The Reserve Bank of India (RBI) is likely to lower the repo rate by 50-75 basis points (bps) in the financial year 2025-26 to spur consumption and lower borrowing cost, the CRISIL (Credit Rating Information Services of India Limited) India Outlook 2025report said. The report points out that accommodative monetary policy, along with the steps taken by the government to spur private consumption, will expedite India's economic growth in the coming fiscal year.
The repo rate was kept unchanged by the central bank at 6.5 per cent since April 2023, following a 250 bps hike between May 2022 and February 2023 to contain inflation. The RBI cut its repo rate by 25 bps in its February 2025 during the monetary policy review for the first time in almost five years to boost a slowing economy. More rate cuts in FY26 are expected by analysts, which will help consumers and companies alike. The report has established that lower interest rates will sequentially percolate to lower lending rates for the corporate and retail sectors, benefiting consumption modestly. Transmission into retail and corporate loans will depend on banks' inclination to decrease lending rates.
FY26 expansion will also be supported by a 10.1 per cent rise in government capex, as reflected in the Union Budget 2025. The government is gearing up to invest in infrastructure expansion, digital economy projects, and manufacturing growth, which are most likely to be growth-friendly for the overall economic scenario.

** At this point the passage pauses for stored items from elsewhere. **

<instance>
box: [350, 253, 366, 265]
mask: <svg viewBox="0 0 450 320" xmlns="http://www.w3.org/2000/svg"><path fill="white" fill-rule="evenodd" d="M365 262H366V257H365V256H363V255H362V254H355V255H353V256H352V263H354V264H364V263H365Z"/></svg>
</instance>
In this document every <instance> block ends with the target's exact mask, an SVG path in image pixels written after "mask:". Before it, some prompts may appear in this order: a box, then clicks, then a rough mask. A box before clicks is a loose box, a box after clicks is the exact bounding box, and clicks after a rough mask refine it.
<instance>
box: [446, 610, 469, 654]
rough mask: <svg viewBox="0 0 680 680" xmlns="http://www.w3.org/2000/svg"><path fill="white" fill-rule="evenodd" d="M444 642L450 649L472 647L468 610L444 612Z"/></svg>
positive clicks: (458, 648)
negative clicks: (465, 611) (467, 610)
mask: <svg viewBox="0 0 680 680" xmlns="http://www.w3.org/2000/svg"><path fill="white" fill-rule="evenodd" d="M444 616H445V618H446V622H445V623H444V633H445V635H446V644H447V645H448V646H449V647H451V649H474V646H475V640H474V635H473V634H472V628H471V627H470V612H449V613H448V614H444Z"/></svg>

Even with all these initiatives, the report highlights that India's fiscal deficit will reduce from 4.8 per cent of GDP in FY25 to 4.4 per cent in FY26. This implies that the overall fiscal stimulus might be less than last year, which might curb the degree of stimulus-led growth.
The CRISIL report also anticipates further easing of inflation in FY26, helped by lower crude oil prices and improved food supplies. As of early February 2025, Rabi sowing was higher by 1.5 per cent year-on-year, suggesting consistent food production in the coming fiscal year. Unless farm output softens, food inflation is likely to stay within the RBI comfort zone.
In addition, commodity prices overseas will also soften, with CRISIL Intelligence projecting crude oil prices to be between 70-75 dollars a barrel in FY26, lower than 78-83 dollars a barrel in FY25. Soft oil prices will assist in keeping fuel and transport costs under control, reducing input costs for industries and stemming inflationary pressures from getting out of hand.
Yet, there remain external threats. Geopolitical tensions, waning global demand, and policy shifts in leading economies in the future are some of the future global threats to India's export economy. Private sector investment revival in India faces the threat of global trade and investment uncertainty.
India's economy indicated a revival in the December quarter of 2024 with a growth rate of 6.2 per cent, after falling to a seven-quarter low of 5.6 per cent in the July-September quarter. Private and public consumption, as well as the services and agriculture sectors, were the main drivers of growth.
Capital formation, the proxy for spending on business development and infrastructure investment, continued to be sluggish at 5.7 per cent in Q3 FY25 from 5.8 per cent in the quarter before. Year-on-year fixed capital formation eased to 6 per cent in FY25 from 9.8 per cent in FY24. Private consumption strengthened to 6.8 per cent in FY25 from 5.3 per cent in FY24, evidence of greater demand from consumers.
A 50-75 bps cut in the repo rate in FY26 can cut home loans, auto loans, and business credit, which would become less expensive, leading to more consumption and investment. Lower borrowing costs would also help real estate and auto sales, two of the most interest-rate-sensitive industries.
Additionally, given that inflation would remain subdued, consumers might get to experience level purchasing power as well as equivalent demand for commodities and services. The effect would, nonetheless, be a function of how banks reduce rates held by their clients.
India's FY26 economic prospects are upbeat with a mix of softer monetary policy, government capex, and inflation stability driving growth. But headwinds like global economic uncertainties, fiscal pressures, and investment revival are areas to be monitored.
The CRISIL India Outlook 2025 report states that while the RBI rate cuts will provide relief, a broad-based recovery would require consistent policy efforts and involvement of the private sector. Growth and macroeconomic stability would have to be balanced in order to ensure long-term economic resilience as India begins the next financial year.